Large tool outputs are automatically saved to a virtual file system instead of piling into the context window.
Sub-agents run in isolated contexts, preventing cross-task pollution when the main agent delegates work.
Long-term memory persists across sessions through LangGraph Store or a user-editable AGENTS.md file.
A skills system loads SKILL.md files on demand, giving agents domain-specific workflows without burning context.
Pluggable backends let you choose in-memory scratch storage, local disk, or persistent store per use case.
The included CLI works like Claude Code for terminal-based coding and file manipulation.
Both Python and TypeScript APIs are available, with near-identical feature sets.
Conclusions

LangChain is layering opinionated structure on top of its own low-level primitives, moving from 'build anything' toward 'build this kind of thing quickly'.

The file system as context offload is a pragmatic fix for token limits that avoids the complexity of full RAG pipelines for intermediate results.

Sub-agent isolation solves a real failure mode: when one sub-task's output contaminates another's reasoning, the whole plan degrades.

Progressive skill loading mirrors how human teams pull in specialists only when needed, keeping the main agent's working memory lean.

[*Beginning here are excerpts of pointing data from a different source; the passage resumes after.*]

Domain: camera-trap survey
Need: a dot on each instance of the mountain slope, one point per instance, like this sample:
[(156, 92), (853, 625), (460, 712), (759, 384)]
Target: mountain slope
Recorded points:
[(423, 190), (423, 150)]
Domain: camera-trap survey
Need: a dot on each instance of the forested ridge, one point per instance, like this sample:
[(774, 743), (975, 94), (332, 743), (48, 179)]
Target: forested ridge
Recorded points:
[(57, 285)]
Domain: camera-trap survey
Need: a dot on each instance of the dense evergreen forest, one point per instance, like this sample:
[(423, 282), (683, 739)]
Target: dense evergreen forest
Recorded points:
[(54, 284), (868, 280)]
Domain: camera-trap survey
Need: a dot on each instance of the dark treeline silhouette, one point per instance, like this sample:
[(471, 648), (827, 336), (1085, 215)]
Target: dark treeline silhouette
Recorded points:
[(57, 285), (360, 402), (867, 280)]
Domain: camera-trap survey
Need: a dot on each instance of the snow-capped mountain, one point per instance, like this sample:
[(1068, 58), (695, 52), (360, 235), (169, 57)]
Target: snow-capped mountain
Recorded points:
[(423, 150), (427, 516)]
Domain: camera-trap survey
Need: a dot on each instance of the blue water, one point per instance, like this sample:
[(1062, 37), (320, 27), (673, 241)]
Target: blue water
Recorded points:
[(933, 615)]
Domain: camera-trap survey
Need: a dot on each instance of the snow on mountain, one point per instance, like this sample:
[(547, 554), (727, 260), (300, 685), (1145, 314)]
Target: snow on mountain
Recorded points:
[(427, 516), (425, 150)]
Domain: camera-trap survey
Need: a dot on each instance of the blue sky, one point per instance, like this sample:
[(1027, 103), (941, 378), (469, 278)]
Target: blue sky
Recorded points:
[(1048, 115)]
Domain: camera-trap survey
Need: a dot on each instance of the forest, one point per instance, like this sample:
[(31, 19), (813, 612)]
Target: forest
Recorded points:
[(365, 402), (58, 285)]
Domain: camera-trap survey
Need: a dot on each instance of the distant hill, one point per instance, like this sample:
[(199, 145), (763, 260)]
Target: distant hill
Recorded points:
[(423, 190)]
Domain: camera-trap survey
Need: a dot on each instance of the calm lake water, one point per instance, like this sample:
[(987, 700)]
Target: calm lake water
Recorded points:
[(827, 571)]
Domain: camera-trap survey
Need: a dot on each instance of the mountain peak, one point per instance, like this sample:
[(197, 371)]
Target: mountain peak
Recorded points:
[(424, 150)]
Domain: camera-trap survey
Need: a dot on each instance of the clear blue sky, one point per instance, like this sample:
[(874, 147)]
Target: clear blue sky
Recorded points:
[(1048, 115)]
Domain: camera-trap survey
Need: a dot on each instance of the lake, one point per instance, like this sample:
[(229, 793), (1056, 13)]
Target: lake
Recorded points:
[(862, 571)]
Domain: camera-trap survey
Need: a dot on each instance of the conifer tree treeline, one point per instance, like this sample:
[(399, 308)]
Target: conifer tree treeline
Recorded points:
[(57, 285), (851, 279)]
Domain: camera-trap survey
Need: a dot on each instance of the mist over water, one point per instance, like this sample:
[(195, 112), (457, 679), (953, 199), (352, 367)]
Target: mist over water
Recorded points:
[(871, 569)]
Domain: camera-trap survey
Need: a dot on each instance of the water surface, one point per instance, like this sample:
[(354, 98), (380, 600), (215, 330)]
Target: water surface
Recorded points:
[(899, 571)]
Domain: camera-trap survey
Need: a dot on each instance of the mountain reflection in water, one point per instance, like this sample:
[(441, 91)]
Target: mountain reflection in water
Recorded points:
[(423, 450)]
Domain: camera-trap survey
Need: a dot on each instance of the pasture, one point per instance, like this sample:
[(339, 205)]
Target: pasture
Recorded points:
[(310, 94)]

Shipping a CLI alongside the library signals that LangChain sees agentic coding tools as a primary use case, not an afterthought.

Concepts & terms
Agent Harness
A pre-assembled runtime that bundles planning, file I/O, sub-agent delegation, and memory, as opposed to a bare agent loop that only thinks and calls tools.
Sub-agent
A child agent spawned by the main agent to handle a specific sub-task in an isolated context window, preventing cross-task interference.
Progressive Disclosure
A design pattern where skills or instructions are loaded only when needed, rather than all at once, to conserve the agent's limited context window.
Pluggable Backend
A storage abstraction that lets the agent's file system run in-memory, on local disk, or backed by LangGraph's persistent store, chosen per deployment.
LangGraph Store
A persistent key-value store built into LangGraph that survives agent restarts, enabling cross-session memory.